Habana chairman Avigdor Willenz has agreed to serve as a senior adviser to the business unit as well as to Intel. Habana will continue to be based in Israel where Intel also has a significant presence and long history of investment. Prior to this transaction, Intel Capital was an investor in Habana.
"We have been fortunate to get to know and collaborate with Intel given its investment in Habana, and we're thrilled to be officially joining the team," said David Dahan, CEO of Habana. "Intel has created a world-class AI team and capability. We are excited to partner with Intel to accelerate and scale our business. Together, we will deliver our customers more AI innovation, faster.
Going forward, Intel plans to take full advantage of its growing portfolio of AI technology and talent to deliver customers unmatched computing performance and efficiency for AI workloads.
Habana's AI Training and Inference Products
Habana's Gaudi AI Training Processor is currently sampling with select hyperscale customers. Large-node training systems based on Gaudi are expected to deliver up to a 4x increase in throughput versus systems built with the equivalent number of GPUs. Gaudi is designed for efficient and flexible system scale-up and scale-out.

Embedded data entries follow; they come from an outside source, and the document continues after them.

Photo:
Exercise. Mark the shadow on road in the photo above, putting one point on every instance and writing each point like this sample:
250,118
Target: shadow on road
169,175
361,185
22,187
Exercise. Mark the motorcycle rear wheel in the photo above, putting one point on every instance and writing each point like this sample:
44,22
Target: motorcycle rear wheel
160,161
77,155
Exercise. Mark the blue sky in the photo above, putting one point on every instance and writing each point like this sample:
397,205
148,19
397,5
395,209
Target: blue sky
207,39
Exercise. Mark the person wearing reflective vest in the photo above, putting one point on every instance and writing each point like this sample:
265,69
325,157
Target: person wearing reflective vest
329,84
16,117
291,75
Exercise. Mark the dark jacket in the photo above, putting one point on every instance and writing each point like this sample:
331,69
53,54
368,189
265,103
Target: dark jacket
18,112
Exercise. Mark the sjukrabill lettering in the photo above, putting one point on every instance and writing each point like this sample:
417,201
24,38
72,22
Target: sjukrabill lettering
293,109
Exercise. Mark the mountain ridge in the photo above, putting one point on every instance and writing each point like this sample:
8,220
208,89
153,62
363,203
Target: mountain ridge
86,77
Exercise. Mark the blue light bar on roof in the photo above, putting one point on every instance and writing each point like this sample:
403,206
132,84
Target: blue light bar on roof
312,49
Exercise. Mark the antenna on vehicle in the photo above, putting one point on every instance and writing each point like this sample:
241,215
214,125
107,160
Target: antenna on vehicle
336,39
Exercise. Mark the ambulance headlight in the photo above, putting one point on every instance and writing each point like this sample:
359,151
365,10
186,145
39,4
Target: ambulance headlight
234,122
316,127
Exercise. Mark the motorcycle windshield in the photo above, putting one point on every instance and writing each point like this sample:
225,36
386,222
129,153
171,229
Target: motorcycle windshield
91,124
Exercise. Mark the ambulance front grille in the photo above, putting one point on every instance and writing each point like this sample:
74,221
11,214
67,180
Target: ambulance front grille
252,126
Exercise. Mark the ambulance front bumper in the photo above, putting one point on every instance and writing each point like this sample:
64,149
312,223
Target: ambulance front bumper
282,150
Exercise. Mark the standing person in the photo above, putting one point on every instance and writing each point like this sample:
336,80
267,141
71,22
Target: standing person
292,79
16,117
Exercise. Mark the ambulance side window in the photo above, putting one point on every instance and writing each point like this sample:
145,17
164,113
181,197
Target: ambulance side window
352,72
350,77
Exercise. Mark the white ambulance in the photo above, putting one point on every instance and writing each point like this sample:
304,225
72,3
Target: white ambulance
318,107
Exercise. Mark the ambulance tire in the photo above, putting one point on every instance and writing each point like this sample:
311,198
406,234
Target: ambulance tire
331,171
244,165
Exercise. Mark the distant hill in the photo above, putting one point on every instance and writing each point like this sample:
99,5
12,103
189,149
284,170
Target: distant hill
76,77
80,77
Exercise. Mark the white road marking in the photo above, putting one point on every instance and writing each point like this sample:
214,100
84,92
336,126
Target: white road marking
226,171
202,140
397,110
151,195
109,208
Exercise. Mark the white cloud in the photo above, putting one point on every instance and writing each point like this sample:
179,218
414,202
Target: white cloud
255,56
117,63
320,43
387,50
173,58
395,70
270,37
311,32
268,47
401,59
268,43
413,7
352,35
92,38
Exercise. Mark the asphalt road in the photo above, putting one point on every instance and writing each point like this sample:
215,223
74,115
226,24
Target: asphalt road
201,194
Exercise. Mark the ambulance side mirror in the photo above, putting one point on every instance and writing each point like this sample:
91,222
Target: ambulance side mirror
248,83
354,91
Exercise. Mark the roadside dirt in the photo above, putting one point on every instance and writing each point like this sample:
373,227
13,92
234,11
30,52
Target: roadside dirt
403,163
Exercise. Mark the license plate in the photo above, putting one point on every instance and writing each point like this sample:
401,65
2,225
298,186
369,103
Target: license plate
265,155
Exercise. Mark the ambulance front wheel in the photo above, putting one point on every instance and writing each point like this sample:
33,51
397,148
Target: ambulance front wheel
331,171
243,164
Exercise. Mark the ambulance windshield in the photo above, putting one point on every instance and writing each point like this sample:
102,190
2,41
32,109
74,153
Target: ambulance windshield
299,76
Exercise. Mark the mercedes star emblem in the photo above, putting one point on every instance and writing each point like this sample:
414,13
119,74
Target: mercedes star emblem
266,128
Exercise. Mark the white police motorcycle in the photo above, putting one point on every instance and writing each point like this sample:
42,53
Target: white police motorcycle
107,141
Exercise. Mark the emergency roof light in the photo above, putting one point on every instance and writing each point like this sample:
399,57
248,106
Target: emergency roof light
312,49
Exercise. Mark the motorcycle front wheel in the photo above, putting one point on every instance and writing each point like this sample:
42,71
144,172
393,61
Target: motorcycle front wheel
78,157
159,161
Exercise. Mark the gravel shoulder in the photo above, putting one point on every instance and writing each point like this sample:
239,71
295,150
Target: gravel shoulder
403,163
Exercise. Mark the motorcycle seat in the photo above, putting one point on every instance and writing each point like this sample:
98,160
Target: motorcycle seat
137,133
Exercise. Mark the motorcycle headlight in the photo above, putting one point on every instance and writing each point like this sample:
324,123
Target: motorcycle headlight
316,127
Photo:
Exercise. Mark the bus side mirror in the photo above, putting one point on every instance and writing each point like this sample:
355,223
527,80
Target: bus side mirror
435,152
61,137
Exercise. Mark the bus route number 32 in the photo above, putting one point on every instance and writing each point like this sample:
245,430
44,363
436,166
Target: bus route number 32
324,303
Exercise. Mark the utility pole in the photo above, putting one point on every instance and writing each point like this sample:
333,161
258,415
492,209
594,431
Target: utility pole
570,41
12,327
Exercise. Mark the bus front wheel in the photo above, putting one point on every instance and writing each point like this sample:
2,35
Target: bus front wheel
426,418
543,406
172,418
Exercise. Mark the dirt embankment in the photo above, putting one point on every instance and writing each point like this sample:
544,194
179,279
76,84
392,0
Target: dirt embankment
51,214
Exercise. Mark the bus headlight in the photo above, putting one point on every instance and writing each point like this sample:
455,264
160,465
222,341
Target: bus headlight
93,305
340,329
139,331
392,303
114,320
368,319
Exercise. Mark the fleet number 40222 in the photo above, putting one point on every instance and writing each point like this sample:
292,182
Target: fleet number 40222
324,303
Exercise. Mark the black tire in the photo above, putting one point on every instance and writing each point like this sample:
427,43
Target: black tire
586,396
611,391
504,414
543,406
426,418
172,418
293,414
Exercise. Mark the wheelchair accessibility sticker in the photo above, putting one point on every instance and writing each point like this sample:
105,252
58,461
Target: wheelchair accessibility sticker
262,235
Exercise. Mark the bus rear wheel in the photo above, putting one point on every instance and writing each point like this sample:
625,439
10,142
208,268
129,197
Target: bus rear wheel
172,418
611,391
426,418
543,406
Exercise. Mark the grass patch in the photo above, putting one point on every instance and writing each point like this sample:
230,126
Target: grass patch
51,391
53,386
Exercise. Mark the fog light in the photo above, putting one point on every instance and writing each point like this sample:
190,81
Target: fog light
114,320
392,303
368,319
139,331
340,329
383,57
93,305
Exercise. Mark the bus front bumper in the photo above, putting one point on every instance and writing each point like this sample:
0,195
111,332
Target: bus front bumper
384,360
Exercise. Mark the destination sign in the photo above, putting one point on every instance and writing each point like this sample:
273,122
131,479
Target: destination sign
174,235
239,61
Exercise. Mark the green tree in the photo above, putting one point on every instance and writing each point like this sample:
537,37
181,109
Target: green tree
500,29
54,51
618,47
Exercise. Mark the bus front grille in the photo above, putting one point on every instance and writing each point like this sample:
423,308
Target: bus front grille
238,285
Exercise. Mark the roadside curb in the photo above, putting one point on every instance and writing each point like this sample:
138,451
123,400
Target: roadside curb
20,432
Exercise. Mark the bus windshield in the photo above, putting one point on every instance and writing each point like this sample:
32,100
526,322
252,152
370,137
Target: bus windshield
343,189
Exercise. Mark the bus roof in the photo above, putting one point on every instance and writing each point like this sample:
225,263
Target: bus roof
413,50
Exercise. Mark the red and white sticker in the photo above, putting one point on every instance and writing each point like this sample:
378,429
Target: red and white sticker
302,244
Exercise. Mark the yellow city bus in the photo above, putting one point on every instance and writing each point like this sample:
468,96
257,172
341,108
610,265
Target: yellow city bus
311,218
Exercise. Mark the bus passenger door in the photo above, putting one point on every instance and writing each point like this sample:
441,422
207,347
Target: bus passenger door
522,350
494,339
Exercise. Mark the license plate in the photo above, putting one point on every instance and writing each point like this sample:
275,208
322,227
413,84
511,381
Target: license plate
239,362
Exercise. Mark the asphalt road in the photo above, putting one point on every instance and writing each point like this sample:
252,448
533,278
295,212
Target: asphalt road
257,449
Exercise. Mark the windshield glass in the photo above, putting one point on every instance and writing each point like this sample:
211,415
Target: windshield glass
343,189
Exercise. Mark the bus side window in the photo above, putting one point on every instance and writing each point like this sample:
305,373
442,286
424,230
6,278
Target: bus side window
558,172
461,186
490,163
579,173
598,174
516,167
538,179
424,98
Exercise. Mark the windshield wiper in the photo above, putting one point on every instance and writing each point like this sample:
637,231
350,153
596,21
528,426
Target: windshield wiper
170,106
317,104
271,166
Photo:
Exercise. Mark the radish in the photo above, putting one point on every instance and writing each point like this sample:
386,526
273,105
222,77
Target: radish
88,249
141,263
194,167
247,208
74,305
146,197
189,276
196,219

Additionally, Habana's Goya AI Inference Processor, which is commercially available, has demonstrated excellent inference performance including throughput and real-time latency in a highly competitive power envelope. Gaudi for training and Goya for inference offer a rich, easy-to-program development environment to help customers deploy and differentiate their solutions as AI workloads continue to evolve with growing demands on compute, memory and connectivity.